Let's compare the performance of shell texturing versus ray marching. The same scene, the same camera angle.

:image-description:

Measured on RTX 3060.

The raymarching shader rendered more than twice as fast. The bottleneck shifted from Screen Pipe (color blending) to SM units (shader code execution), providing almost the same visuals. The color was slightly different because I did not tweak it accurately.

:image-description:

Both methods yield the same visuals, but raymarching renders more than twice as fast.

Summary

Shell texturing is a shading technique that renders multiple offset layers of a surface to create depth and nuanced visual effects like fur, fog, grass, or energy shields.

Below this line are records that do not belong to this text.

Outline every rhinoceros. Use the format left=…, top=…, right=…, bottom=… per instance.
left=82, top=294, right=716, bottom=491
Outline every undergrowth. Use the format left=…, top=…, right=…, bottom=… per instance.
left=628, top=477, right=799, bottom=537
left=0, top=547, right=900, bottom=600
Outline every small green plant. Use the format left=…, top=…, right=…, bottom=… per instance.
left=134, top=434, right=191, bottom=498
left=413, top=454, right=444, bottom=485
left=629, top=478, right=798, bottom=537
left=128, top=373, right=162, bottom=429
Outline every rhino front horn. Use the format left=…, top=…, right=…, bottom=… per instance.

When to use shell texturing:

For effects that need visible, discrete layers.
When you need a quick prototype or want to leverage GPU hardware blending instead of writing complex shaders.
On target devices where overdraw and memory bandwidth aren't a major bottleneck.

When to avoid shell texturing:

Volumetric effects (fog, fire, smoke, plasma), where continuous density matters - raymarching is faster and smoother.
On fill-rate-limited devices (low-end consoles, mobile, older GPUs)
For on-screen large effects - better to consolidate logic into a single shader pass. Avoid complex shell texturing effects being displayed on the whole screen.

Trade-offs:

More layers = higher visual fidelity, but also heavy bandwidth usage and overdraw.
Raymarching and in-shader accumulation give similar results at much lower cost - shifting the bottleneck to shader ALU instead of memory bandwidth.
Shell texturing is simple to implement and can be implemented using various approaches, but it doesn't fix the fill-rate problem.